Monday, August 18, 2014


Marathon training is tough. Marathon training at altitude is, in a word, humbling.

Yesterday in Jackson Hole, I went out for my long run. There was something about 7200 feet that got to me. My legs moved slower, my heart beat quicker.

I ran two miles downhill around curves and switchbacks towards Jackson and I sent up thanks to the running gods when I hit four miles of straightaways. The straightaways were perfect. I tacked on an extra half mile, because the straight road felt that good.

But, running uphill, back the way I came, was next. Moving tired legs and pulling oxygen into tired lungs became harder. I was hot, so hot, and I kept swallowing reflexively because I was thirsty. As I went up, up, up, I moved slower, slow, slowest.  

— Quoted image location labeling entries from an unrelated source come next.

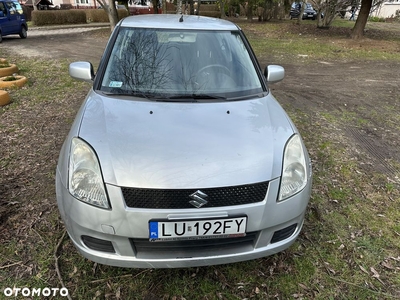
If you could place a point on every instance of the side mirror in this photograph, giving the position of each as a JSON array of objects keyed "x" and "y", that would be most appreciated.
[
  {"x": 82, "y": 70},
  {"x": 274, "y": 73}
]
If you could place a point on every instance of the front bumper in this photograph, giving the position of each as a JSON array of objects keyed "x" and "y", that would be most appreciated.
[{"x": 271, "y": 227}]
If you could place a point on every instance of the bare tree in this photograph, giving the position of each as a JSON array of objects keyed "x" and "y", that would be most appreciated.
[{"x": 111, "y": 11}]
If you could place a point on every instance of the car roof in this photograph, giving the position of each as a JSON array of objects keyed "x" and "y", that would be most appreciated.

I thought about walking the last half mile. But walking is even slower than running, so I kept running.  I made a bargain with myself: Just keep running.

That was it. That was the bargain. No reward, no pay-off. Just keep running.

Let’s be reaI: I was barely moving.

Later, I did the math. Jackson is at 6200 feet, and I started my run at 7200 feet.

Meaning: I descended 1000 feet and then ran back up 1000 feet. Holy sh*t.

I was humbled. I was completely humbled by the Tetons. I was humbled in more than one way. Guys, the Tetons are really beautiful. They are very tall and very majestic and, to state the obvious, we don’t have anything like them in Boston.

And isn’t it a good thing to be humbled once in a while? Humbled by our bodies, by the physical challenges we put ourselves through. Humbled by the potential in the opportunities that exist before us. Humbled and inspired by others; humbled and inspired by nature.

It is not so far a stretch from being humbled to being grateful.

So here it is: I am grateful for my body, for my legs, and for my lungs and I am grateful for those very hard, very hot miles yesterday. I am grateful for the spectacular beauty of Wyoming and for the simple fact that places like that still exist.

And I am grateful that I live at sea level.